2.4.1 History of Depth-Image-Based Representation

In early 1990s, all the proposed 3DTV systems were based on the concept of delivering stereoscopic videos, that is, capturing, transmitting, and displaying two separate video streams to two eyes. As a result, the display geometry must be suitable for capturing stereo videos and vice versa. The cameraman must consider display properties, viewing conditions, and other related factors [109] during the shooting process. For example, when shooting two separate videos, the cameraman must consider whether human visual systems can merge these two separate views into a stereoscopic view. All these constraints make 3D production extremely complicated. Therefore, researchers concluded that it is necessary to separate the capturing and display geometry processes by using new technologies from computer vision, 3D video processing, and image-based rendering. However, image-based rendering has limitations in the size of transferred data and the artifacts in the synthesized views. Thus, the European PANORAMA project proposed to use an implicit geometry-based stereo adaptation and demonstrated the feasibility and the potential of implicit geometry-based systems in 1998. Originally PANORAMA was designed for stereoscopic video conferencing. Later, ATTEST proposed to use the same depth-image-based concept for fulfilling the requirements of a 3DTV processing pipeline. The ATTEST system transmits both regular image videos and depth map videos providing the implicit geometry information using a Z-value for each pixel. The data format is often called depth-image-based representation (see Figure 2.26). At the receiver end, depth-image-based rendering (DIBR) techniques are used to synthesize the two stereoscopic images. The ATTEST system demonstrates the major advantages of depth-image-based 3DTV systems over image-based 3DTV systems. These advantages include the ability to adapt for different viewing conditions, user preferences, and the properties of a 3D display device, efficient compression capabilities and the backward compatibility to the current 2D services for digital video broadcast (DVB). The following two reasons make the depth image-based representations a widely accepted technology for 3DTV systems:

  • the compatibility to the existing DVB infrastructure
  • the flexibility in terms of interoperability and scalability.
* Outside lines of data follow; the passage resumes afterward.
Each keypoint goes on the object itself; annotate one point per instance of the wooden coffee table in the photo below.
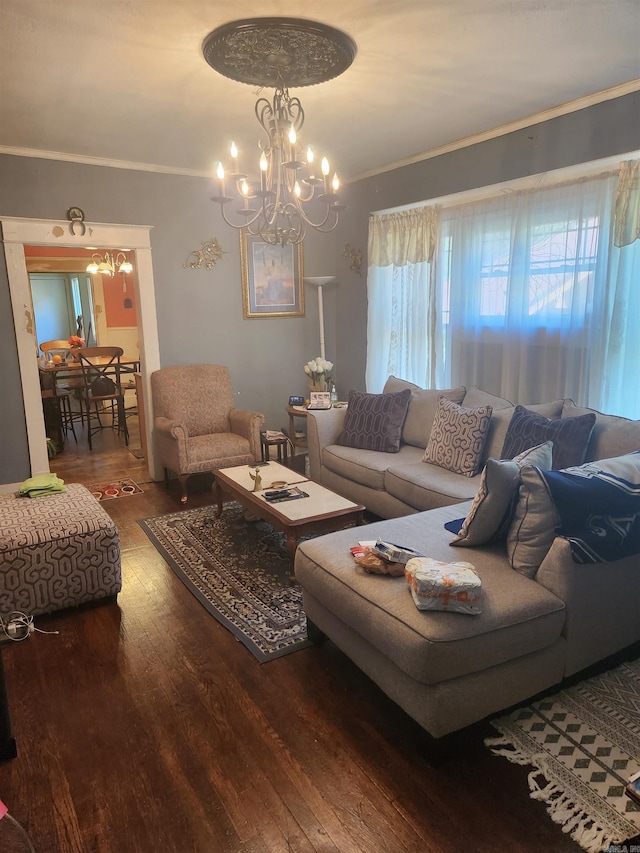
(322, 512)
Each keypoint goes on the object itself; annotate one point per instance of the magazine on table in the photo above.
(290, 493)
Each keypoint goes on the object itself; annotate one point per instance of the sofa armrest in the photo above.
(248, 425)
(171, 440)
(600, 601)
(323, 429)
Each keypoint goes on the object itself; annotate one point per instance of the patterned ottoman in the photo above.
(56, 551)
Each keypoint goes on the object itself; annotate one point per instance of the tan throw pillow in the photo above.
(457, 437)
(490, 513)
(533, 527)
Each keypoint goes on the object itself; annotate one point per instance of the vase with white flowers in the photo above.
(318, 372)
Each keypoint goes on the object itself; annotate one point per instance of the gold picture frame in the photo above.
(271, 278)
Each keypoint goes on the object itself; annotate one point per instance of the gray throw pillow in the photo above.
(375, 421)
(533, 527)
(570, 436)
(457, 437)
(490, 513)
(422, 408)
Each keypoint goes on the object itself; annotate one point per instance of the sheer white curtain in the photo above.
(526, 280)
(533, 295)
(401, 304)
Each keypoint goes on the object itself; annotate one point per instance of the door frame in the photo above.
(18, 233)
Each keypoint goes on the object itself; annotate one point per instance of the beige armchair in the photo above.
(196, 427)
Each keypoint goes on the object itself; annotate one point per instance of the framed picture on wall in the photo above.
(271, 278)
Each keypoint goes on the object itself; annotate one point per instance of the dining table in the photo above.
(52, 374)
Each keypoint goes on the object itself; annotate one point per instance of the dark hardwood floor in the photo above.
(145, 726)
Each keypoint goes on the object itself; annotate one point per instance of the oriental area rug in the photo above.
(114, 489)
(239, 571)
(584, 744)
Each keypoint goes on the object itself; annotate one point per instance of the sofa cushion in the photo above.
(570, 436)
(422, 408)
(534, 522)
(549, 410)
(491, 510)
(612, 435)
(518, 616)
(368, 467)
(425, 486)
(375, 421)
(458, 437)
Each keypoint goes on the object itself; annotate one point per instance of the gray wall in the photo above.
(200, 312)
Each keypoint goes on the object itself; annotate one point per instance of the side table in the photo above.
(296, 412)
(282, 445)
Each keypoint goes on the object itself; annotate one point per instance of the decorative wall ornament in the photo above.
(76, 216)
(354, 256)
(209, 254)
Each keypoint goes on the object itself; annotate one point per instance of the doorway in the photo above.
(19, 233)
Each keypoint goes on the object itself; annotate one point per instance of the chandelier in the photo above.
(293, 191)
(106, 264)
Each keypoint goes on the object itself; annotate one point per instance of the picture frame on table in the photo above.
(272, 278)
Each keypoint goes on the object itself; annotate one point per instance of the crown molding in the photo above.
(502, 130)
(545, 115)
(102, 161)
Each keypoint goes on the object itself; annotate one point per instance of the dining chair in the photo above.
(102, 389)
(63, 390)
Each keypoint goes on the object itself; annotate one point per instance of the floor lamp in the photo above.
(320, 282)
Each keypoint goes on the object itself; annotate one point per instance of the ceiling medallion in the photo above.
(279, 52)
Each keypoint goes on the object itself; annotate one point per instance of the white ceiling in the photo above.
(125, 80)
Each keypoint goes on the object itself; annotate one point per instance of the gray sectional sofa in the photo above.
(540, 622)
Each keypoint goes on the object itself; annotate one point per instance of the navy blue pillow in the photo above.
(570, 436)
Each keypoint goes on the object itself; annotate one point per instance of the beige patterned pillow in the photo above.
(457, 437)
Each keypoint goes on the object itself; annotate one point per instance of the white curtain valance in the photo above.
(627, 216)
(401, 238)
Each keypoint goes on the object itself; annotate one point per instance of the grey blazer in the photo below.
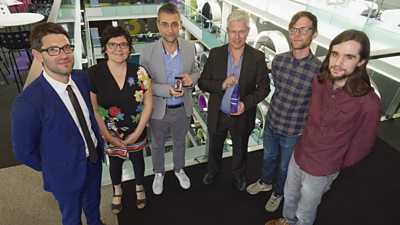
(151, 58)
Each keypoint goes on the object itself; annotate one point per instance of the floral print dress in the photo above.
(121, 109)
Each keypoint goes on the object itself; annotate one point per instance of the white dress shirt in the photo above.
(61, 90)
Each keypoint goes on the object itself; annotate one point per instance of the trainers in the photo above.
(258, 187)
(280, 221)
(273, 203)
(183, 179)
(158, 183)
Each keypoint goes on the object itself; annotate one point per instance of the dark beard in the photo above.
(335, 78)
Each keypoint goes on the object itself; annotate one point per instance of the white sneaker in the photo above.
(158, 183)
(183, 179)
(273, 202)
(257, 187)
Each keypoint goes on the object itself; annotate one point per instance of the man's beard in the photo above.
(345, 75)
(337, 78)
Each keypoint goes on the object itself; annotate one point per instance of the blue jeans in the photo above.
(276, 145)
(303, 193)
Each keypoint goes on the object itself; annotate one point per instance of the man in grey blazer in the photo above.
(166, 60)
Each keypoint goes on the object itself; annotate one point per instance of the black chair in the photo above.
(41, 6)
(1, 71)
(15, 42)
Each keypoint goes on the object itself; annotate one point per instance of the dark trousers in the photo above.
(239, 143)
(86, 198)
(138, 167)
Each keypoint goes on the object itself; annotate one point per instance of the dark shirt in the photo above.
(120, 108)
(340, 129)
(292, 81)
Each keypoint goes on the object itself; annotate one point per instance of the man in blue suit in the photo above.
(54, 130)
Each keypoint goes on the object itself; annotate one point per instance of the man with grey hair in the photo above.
(234, 67)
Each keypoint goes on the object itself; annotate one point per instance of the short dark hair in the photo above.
(307, 14)
(111, 32)
(42, 30)
(358, 83)
(169, 8)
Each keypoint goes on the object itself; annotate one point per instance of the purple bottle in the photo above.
(235, 99)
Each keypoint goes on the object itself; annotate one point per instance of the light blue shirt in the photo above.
(231, 70)
(173, 67)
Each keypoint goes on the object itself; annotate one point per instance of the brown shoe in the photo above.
(280, 221)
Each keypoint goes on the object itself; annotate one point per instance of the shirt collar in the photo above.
(303, 60)
(176, 50)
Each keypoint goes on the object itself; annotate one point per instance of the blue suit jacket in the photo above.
(46, 138)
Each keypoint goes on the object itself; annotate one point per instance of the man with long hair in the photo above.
(341, 127)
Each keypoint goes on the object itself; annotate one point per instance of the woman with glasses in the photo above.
(122, 100)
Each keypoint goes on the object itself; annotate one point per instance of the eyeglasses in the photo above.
(113, 45)
(301, 30)
(53, 51)
(173, 25)
(241, 33)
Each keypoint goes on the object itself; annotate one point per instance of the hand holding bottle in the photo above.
(229, 81)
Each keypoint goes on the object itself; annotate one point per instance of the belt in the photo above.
(175, 106)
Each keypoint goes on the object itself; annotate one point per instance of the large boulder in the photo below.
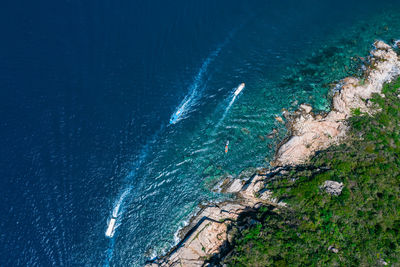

This trend is shown at IBC 2003 in Amsterdam, SIGGRAPH 2004 in Los Angeles [24] and IFA 2005 in Berlin [114]. Additionally, MPEG also formed a group to standardize the depth image-based format needed in 3DTV [115]. Clearly, there are more groups targeting the market of near-future 3DTV services. The Digital Cinema Technology Committee (DC28) of the Society of Motion Picture and Television Engineers (SMPTE) also standardized the format for 3DTV [117] and this pushed the publication of Avatar and the popularity of 3D movies since 2010. The advances in DVB and 3DTV hardware technologies, especially in the auto-stereoscopic 3D displays, make interactive 3DTV become future innovative entertainment services. Thus, all these demonstrate that the depth image-based representation is a strong candidate used in the video-stream representation for 3DTV systems.

images

Figure 2.26 This demonstrates an example of image and depth maps of a real scene computed with [116].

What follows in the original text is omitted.